O incêndio que lavra na serra do Alvão, em Vila Real, há 12 dias, continua ativo, embora 80% do seu perímetro já se encontre em fase de rescaldo e vigilância. A principal preocupação das autoridades, segundo o comandante das operações, David Lobato, é uma frente junto à aldeia de Samardã e a previsão de uma rotação do vento durante a tarde desta quarta-feira, que pode complicar o combate.
Num ‘briefing’ aos jornalistas, o comandante atualizou a área ardida por este incêndio para um total de 6.445 hectares, um número significativamente superior aos 5.500 hectares estimados esta manhã. David Lobato revelou ainda que, ao longo destes 12 dias, o fogo atingiu duas casas de segunda habitação e provocou ferimentos ligeiros em cinco operacionais.
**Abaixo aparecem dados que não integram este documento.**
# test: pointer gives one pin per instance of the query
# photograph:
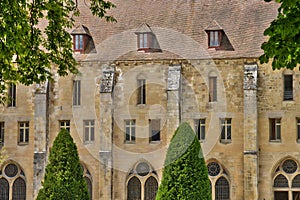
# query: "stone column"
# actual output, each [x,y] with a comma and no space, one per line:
[250,133]
[106,132]
[173,103]
[40,135]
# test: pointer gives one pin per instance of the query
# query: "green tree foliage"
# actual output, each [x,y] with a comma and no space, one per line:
[64,175]
[283,46]
[185,175]
[27,51]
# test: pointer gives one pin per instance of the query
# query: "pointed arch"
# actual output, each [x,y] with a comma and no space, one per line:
[151,187]
[4,189]
[19,189]
[134,189]
[222,189]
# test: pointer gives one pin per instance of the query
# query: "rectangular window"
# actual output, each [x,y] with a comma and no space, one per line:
[141,91]
[65,124]
[298,129]
[130,130]
[23,132]
[154,130]
[275,129]
[200,129]
[288,88]
[12,95]
[212,89]
[215,38]
[78,42]
[89,129]
[144,40]
[225,130]
[1,133]
[76,92]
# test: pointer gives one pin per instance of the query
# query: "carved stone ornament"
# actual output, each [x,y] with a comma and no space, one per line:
[250,77]
[174,77]
[107,81]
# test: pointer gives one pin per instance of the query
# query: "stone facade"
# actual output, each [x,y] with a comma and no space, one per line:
[252,132]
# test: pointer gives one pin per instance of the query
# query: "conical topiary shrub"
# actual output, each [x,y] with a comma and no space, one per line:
[64,175]
[185,175]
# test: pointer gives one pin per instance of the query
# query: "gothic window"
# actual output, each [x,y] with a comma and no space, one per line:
[288,87]
[275,129]
[12,182]
[222,189]
[154,130]
[151,187]
[130,130]
[19,189]
[89,129]
[134,189]
[142,184]
[200,129]
[286,184]
[12,95]
[225,130]
[76,92]
[4,189]
[64,124]
[281,181]
[23,133]
[219,182]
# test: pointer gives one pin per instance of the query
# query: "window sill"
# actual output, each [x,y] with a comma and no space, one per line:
[225,141]
[275,141]
[23,143]
[129,142]
[155,142]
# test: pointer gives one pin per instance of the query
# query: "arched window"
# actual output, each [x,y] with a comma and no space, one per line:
[134,189]
[222,189]
[219,184]
[286,184]
[19,189]
[4,189]
[142,182]
[151,187]
[88,179]
[89,184]
[12,181]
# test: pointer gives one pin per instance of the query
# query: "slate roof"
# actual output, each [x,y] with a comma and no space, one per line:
[180,27]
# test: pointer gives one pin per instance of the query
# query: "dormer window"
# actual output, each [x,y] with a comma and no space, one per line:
[82,39]
[215,38]
[146,39]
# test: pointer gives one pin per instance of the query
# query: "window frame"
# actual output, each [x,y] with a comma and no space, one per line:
[89,131]
[2,133]
[214,38]
[76,92]
[200,128]
[130,124]
[275,129]
[226,127]
[141,95]
[12,95]
[288,87]
[154,138]
[23,136]
[213,88]
[64,124]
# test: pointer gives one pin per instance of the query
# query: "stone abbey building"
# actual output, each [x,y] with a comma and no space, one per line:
[162,63]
Apesar de apenas 20% do perímetro faltar dominar, a cautela mantém-se devido às condições meteorológicas. “O que nos pode abrir esta zona do incêndio para Este e é isso que nos está a causar alguma preocupação”, explicou o comandante, referindo-se à mudança de vento prevista para as 15:00 e às altas temperaturas que se mantêm.
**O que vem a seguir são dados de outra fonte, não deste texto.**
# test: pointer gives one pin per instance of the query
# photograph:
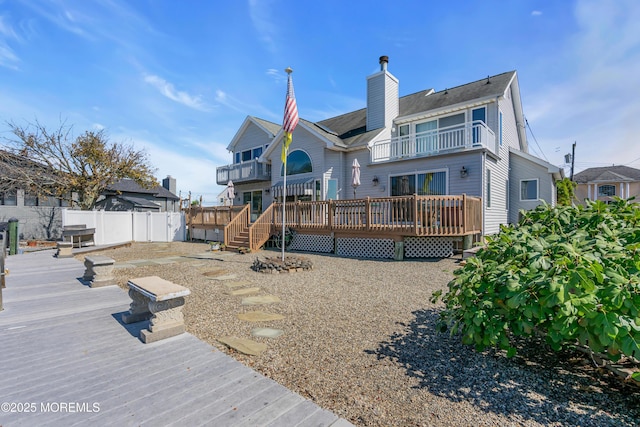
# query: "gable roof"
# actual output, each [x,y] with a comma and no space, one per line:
[127,185]
[607,174]
[350,129]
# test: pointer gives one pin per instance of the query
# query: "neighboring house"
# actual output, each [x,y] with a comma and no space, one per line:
[127,195]
[38,217]
[468,139]
[607,182]
[465,140]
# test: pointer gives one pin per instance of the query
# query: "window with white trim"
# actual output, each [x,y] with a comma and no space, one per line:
[431,183]
[607,190]
[488,188]
[529,189]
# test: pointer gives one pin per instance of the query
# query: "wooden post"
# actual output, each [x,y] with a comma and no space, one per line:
[465,216]
[415,214]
No terreno, “sem desacelerar”, vão manter-se cerca de 390 operacionais, apoiados por 102 veículos e dois helicópteros a trabalhar em rotação. David Lobato acredita que, se não houver reativações significativas durante a tarde, o incêndio poderá finalmente entrar em fase de resolução ao final do dia, após uma nova avaliação ao cenário.